Two months into my current relationship, I was falling in love and daydreaming about a "happily ever after." Every moment I spent with my boyfriend gave me butterflies. Fast forward to the present and quite a few things have changed. I'm still in my relationship (we just celebrated our two-year anniversary), and it's stronger than ever--but our relationship now is nothing like it was at the beginning.
THEN: You watched what you ate in front of your significant other.
NOW: You eat whatever you want, whenever you want.
I still remember the nervous feelings in my stomach when I started eating in front of my boyfriend. I avoided anything that was too messy (especially finger food) or too unhealthy. Now, I order whatever sounds good, no matter how many calories it is. I eat my meal...and some of my boyfriend's.
THEN: You dressed up just to "hang out."
NOW: You don't even bother brushing your hair.
One of the first times I hung out with my boyfriend after he asked me out, I made sure I had my makeup perfectly applied, my hair done, and a cute outfit that emphasized all of my assets. All we were doing was watching TV. Now that we’re completely comfortable around each other, he’s seen me at my absolute worst. I no longer worry about making sure my foundation hasn't smudged or how my eyebrows look. He loves me for me.
THEN: When talking about the future, you avoided anything too serious.
NOW: It's normal to talk about buying a house together, getting married, and having children.
Remember how much we all fretted before saying “I love you” first? Ah, yes. The good old days. We looked forward to things like “six month anniversary” Instagram posts (guilty) and having a prom date, and that was as far into the future as we discussed. Time makes your relationship with each other stronger, and eventually, no topics are off-limits. It’s natural to spend more time discussing the future the longer that you are together. My boyfriend and I talk about getting married on a regular basis. We are planning our “forever future.”
THEN: You had two very distinct personalities.
NOW: You have the same mannerisms and sense of humor.
I recall the days where I hesitated before making a joke because I wasn’t sure if my boyfriend would laugh. Now, I don’t think twice before saying anything. We spend so much time together that we have kind of merged our personalities together. We're best friends; we just get each other.
THEN: You didn't talk about what was bothering you because you didn't want to fight.
NOW: You've had some big fights, but that's because you work on your problems.

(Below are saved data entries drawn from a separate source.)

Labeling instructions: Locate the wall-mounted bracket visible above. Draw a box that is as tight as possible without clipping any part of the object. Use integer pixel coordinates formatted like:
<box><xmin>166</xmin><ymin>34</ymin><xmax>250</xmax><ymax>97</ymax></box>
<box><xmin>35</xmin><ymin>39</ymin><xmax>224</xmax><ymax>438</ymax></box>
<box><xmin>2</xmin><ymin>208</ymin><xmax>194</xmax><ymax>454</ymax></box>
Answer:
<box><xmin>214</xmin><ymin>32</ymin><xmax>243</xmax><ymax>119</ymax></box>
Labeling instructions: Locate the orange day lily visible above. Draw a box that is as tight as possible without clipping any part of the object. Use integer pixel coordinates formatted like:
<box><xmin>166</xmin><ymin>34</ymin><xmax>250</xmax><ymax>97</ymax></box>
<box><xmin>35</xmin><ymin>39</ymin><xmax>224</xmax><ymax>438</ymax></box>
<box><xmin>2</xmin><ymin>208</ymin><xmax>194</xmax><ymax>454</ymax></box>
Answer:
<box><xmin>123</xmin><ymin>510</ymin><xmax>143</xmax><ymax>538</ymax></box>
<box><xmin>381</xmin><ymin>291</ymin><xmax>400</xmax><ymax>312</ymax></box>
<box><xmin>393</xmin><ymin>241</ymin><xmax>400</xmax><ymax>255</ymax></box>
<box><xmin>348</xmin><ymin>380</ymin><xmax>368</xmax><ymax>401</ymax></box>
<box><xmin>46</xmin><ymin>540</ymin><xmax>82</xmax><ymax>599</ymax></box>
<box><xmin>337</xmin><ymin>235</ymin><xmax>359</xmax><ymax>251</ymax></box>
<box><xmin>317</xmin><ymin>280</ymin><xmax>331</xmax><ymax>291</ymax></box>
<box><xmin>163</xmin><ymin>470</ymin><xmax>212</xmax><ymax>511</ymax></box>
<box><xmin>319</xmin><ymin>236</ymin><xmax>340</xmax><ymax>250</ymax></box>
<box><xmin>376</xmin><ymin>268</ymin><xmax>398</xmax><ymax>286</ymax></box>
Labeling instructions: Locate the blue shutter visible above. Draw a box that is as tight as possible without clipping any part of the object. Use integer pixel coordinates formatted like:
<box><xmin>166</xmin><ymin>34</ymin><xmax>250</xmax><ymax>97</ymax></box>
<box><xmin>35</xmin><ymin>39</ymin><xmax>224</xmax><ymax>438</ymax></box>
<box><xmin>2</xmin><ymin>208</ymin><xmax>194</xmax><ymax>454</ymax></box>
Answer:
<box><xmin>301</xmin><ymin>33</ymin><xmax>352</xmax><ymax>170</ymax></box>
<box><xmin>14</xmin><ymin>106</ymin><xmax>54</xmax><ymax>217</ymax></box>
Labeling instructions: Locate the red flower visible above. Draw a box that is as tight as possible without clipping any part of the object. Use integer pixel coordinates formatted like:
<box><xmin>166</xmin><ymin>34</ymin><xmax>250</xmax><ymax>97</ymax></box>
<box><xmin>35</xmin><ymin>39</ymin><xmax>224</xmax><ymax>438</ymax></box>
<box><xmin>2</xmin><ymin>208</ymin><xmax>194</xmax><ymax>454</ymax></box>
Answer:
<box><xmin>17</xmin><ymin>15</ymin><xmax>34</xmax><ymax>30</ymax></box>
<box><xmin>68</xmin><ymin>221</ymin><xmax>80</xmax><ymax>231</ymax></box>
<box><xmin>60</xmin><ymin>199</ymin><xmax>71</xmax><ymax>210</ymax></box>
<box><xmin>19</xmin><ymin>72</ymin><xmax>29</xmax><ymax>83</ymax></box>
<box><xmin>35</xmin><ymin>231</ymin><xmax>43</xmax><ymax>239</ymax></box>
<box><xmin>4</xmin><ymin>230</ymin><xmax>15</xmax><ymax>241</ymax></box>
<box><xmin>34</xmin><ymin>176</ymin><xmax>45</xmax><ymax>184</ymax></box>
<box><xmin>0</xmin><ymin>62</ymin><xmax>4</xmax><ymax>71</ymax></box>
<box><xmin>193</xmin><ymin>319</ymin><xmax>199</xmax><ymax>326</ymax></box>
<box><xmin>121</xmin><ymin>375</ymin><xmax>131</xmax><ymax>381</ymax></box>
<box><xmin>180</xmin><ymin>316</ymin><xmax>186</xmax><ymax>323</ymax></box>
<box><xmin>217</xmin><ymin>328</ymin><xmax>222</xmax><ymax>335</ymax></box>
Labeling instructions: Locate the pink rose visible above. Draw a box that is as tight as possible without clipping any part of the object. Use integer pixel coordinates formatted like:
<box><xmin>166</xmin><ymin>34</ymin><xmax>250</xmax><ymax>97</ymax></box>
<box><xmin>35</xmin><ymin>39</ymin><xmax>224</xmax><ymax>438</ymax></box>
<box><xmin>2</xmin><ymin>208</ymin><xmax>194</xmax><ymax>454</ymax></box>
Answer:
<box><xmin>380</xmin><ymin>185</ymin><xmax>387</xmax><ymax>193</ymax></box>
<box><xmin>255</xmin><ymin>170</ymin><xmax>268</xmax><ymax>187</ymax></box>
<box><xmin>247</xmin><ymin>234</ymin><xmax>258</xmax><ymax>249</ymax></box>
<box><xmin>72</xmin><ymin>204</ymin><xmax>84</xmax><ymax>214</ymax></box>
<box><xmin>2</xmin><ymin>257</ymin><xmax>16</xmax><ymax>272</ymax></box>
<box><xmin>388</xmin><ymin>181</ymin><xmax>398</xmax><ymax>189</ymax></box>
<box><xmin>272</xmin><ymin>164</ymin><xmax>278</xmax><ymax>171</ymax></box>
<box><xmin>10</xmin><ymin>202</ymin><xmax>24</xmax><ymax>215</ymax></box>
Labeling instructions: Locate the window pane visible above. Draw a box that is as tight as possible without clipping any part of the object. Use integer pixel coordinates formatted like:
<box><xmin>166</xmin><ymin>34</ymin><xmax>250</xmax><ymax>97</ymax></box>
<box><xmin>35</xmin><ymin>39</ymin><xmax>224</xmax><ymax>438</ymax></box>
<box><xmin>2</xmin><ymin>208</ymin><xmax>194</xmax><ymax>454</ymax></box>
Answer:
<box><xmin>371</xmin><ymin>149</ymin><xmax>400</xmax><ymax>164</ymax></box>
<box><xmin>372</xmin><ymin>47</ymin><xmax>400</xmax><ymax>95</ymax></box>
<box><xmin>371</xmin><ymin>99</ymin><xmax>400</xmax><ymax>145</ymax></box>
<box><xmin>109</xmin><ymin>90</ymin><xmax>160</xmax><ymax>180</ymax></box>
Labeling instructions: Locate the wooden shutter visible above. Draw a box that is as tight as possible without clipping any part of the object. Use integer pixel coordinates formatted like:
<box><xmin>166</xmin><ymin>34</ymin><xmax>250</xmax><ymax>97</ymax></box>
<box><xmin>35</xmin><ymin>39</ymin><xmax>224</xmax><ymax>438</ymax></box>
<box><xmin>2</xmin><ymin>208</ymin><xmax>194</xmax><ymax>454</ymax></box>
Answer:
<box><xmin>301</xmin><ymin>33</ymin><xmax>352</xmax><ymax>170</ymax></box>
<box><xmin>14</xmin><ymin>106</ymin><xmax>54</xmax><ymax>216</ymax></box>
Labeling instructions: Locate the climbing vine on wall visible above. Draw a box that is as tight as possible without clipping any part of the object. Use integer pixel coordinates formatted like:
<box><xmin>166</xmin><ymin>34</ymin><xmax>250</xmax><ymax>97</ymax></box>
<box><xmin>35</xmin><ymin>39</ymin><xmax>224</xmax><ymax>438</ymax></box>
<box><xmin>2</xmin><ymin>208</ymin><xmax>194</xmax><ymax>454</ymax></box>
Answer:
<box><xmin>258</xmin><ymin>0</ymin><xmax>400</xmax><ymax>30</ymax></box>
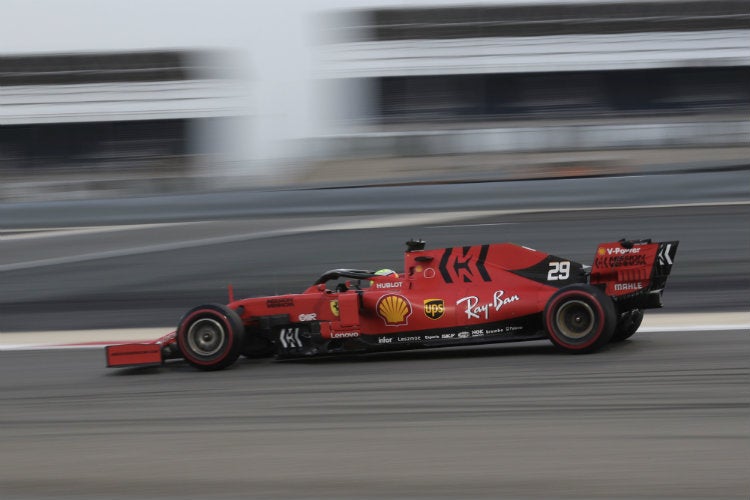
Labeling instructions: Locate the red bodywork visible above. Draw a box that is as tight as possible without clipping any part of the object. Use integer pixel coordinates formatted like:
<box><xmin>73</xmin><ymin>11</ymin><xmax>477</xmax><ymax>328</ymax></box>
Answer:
<box><xmin>106</xmin><ymin>331</ymin><xmax>175</xmax><ymax>367</ymax></box>
<box><xmin>106</xmin><ymin>239</ymin><xmax>678</xmax><ymax>368</ymax></box>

In my opinion, fighting in a relationship is not necessarily a bad thing. Sometimes, fighting shows that you care. Disagreeing and breaking up is the easy way out; truly repairing a problem and talking it out takes hard work. Obviously, if you’re fighting every day there is a deeper issue. But, I’m not afraid to raise my voice sometimes. I know we’ll get through it in the end.
THEN: Your family members were always on their best behavior when your significant other was around.
NOW: You're one big family.
I don’t know who’s more nervous when you bring a date home: your date or your parents. Parents try so hard to be likable and friendly, while the date is just trying to remember everyone’s name. The more time you spend together, the more comfortable your family and your significant other get with each other. After two years of dating, my boyfriend has been accepted into my family like he’s one of their own.
THEN: You were easily embarrassed.
NOW: Nothing phases you.
Back in the day, I was deathly afraid that I was going to fart, burp or sneeze in front of my significant other. To an extent, I still am. I’ve never been the type to giggle at farts or participate in burping contests. The truth is, it’s impossible to spend all of your free time with someone and NOT fart/burp/sneeze etc. When it happens now, it doesn’t embarrass me as much as it used to.
THEN: In the back of your mind, you're worried about being cheated on.
NOW: Your relationship is rock solid.
Every fledgling relationship goes through moments of jealousy and anxiety. No one wants to be cheated on! Most of the time, these worries are unfounded and will go away with time. Two years is a long time to build trust in someone, and my man has never given me a reason to doubt him.
THEN: You thought you were falling in love with them.
NOW: You can't imagine life without them.
I remember the butterflies I felt at the beginning of our relationship. Every second we spent together was exciting and memorable. It isn’t like that anymore. We fight. We have days where we don’t do anything adventurous; we don’t even take off our pajamas! And that’s okay. Relationships cannot stay as exciting as they were in the beginning. The butterflies die down, but the love remains. I prefer this to the intensity of a new relationship. I have built a strong and lasting relationship with my boyfriend, who I plan on marrying someday. I look back on the first two months of our relationship and laugh because I thought I loved him then. In truth, I love him more every single day.